The money can be used by local authorities to buy properties where the tenants are on housing assistance payments (HAP) or the rental accommodation scheme (RAS) and the landlords want to sell up.

Each local authority has been given until March 31st to outline its plans for social housing acquisitions for 2023, the number it has completed and the numbers in progress. All acquisitions will have to be added to a database.

Minister for Housing Darragh O’Brien has also requested that reports are provided to the department relating to each individual acquisition of a property with a tenant-in-situ.

The circular sent by the principal officer of the Department of Housing, David Kelly, on behalf of the Minister does not state how much money each local authority will be given to buy housing.

Instead he explained that guidelines around the cost of acquisition of housing will be issued by the department shortly. However, each purchase will require an independent valuation before it is approved.

Mr Kelly said the figures supplied to each local authority were not a target “but rather to support planning and to allow local authorities to prioritise the acquisitions to be targeted”.

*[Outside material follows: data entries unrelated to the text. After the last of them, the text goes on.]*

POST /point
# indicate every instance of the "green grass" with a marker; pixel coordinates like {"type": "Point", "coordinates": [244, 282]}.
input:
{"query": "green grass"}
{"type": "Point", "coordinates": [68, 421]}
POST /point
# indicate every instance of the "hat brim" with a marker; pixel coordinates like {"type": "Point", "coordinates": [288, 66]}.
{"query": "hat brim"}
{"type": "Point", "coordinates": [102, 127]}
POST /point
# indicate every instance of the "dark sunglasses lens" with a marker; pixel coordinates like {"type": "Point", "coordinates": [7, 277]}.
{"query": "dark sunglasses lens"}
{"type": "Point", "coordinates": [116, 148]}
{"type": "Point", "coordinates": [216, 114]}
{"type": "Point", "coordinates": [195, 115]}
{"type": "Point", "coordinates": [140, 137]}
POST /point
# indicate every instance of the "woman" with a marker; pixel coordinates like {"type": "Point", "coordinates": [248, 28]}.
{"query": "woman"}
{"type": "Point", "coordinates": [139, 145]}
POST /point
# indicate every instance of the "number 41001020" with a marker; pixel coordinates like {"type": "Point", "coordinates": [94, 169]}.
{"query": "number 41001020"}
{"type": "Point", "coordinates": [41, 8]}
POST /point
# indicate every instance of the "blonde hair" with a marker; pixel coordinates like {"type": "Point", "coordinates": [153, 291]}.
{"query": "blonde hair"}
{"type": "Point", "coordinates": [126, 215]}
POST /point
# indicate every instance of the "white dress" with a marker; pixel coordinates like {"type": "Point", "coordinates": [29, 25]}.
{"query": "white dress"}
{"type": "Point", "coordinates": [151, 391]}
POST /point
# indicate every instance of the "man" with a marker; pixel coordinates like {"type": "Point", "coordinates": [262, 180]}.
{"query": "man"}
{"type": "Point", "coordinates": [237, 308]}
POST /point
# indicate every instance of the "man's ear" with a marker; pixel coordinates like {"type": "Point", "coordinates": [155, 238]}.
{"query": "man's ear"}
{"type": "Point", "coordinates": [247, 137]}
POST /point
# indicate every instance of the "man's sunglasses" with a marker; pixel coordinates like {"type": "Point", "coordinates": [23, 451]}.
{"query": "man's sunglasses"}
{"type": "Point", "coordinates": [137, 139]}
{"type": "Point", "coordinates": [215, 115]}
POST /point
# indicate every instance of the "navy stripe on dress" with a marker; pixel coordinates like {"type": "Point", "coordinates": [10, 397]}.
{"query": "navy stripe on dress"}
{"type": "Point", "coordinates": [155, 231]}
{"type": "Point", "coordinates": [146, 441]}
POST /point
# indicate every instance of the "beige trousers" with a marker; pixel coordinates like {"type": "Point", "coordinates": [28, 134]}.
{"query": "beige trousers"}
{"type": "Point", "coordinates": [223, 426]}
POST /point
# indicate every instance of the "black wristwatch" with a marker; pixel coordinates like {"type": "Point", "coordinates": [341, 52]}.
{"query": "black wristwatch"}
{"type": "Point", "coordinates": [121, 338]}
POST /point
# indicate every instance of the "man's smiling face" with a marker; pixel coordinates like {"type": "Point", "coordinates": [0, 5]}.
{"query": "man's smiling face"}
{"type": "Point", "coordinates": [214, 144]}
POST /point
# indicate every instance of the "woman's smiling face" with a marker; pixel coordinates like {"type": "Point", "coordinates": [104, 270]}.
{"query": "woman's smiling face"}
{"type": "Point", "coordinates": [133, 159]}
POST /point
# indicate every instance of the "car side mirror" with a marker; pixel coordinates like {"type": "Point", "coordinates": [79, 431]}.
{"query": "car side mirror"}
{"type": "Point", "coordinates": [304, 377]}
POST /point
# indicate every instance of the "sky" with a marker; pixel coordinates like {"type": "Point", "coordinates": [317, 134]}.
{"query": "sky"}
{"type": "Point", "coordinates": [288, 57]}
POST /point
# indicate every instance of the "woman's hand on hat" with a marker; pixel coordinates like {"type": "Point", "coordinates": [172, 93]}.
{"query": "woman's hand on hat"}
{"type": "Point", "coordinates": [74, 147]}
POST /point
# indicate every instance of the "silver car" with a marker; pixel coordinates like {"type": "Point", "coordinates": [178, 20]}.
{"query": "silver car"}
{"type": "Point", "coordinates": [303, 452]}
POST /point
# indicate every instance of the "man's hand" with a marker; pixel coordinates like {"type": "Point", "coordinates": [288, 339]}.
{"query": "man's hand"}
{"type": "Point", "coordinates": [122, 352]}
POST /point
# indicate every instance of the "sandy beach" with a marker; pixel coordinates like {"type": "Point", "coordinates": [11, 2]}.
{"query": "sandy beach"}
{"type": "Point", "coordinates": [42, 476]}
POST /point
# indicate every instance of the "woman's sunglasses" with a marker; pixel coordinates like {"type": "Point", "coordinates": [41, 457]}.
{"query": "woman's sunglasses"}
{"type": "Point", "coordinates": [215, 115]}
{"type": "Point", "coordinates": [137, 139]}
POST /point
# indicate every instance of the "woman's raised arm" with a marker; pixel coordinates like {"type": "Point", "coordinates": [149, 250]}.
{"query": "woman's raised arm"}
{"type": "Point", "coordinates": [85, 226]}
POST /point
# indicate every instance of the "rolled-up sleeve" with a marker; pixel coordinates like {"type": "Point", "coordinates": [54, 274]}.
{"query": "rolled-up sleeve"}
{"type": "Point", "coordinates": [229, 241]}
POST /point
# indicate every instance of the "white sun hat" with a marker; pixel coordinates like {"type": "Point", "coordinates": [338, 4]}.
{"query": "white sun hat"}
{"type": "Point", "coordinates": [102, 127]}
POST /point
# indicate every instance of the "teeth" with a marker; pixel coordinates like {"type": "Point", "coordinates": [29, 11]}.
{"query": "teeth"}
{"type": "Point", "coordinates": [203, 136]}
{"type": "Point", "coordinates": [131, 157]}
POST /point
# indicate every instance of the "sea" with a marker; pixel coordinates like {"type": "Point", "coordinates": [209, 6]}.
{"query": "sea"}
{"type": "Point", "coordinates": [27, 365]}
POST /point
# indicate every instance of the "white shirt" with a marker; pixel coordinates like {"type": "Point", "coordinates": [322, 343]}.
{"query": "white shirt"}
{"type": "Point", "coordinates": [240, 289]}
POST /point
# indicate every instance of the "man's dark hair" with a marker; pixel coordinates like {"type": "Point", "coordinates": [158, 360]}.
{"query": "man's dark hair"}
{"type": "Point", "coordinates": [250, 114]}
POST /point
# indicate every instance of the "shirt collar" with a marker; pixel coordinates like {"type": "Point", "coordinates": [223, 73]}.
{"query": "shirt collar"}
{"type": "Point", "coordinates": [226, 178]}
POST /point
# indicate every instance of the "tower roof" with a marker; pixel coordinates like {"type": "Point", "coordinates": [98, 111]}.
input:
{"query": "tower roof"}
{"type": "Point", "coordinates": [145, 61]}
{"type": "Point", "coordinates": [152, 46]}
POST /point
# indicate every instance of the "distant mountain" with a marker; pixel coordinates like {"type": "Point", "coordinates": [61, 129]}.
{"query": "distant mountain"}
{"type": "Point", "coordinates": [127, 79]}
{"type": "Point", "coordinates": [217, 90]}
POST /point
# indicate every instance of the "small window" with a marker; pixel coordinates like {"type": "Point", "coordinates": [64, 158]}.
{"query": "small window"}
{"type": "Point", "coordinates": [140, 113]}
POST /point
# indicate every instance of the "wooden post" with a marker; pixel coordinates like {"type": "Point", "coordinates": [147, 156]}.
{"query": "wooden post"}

The Government is under acute political pressure to increase the social housing supply following the end of the moratorium on evictions from April 1st. It is likely to see a substantial increase in homelessness.

Previous iterations of the tenant-in-situ scheme have provided disappointing results. Just 13 homes were purchased under the scheme between the four Dublin councils last year despite more than 400 properties being offered to the local authorities. A further 382 properties are being examined for possible purchase, of which 92 are described as at “closing” or “sale agreed” stage.

DCC, which has the worst homelessness problem in the State, said it has now purchased 25 homes to date and criticised what it called “negative commentary”. It said the number of homes it has purchased does not reflect the number that are currently in the final stages of being purchased.

In a statement, DCC said that “similar to the purchase of any property, undertaking due diligence can be a lengthy process and, at a given time, the number of completed acquisitions represents only a fraction of purchases in progress”.

Figures from a number of other local authorities across the country show a similarly low number of purchases through the scheme to date.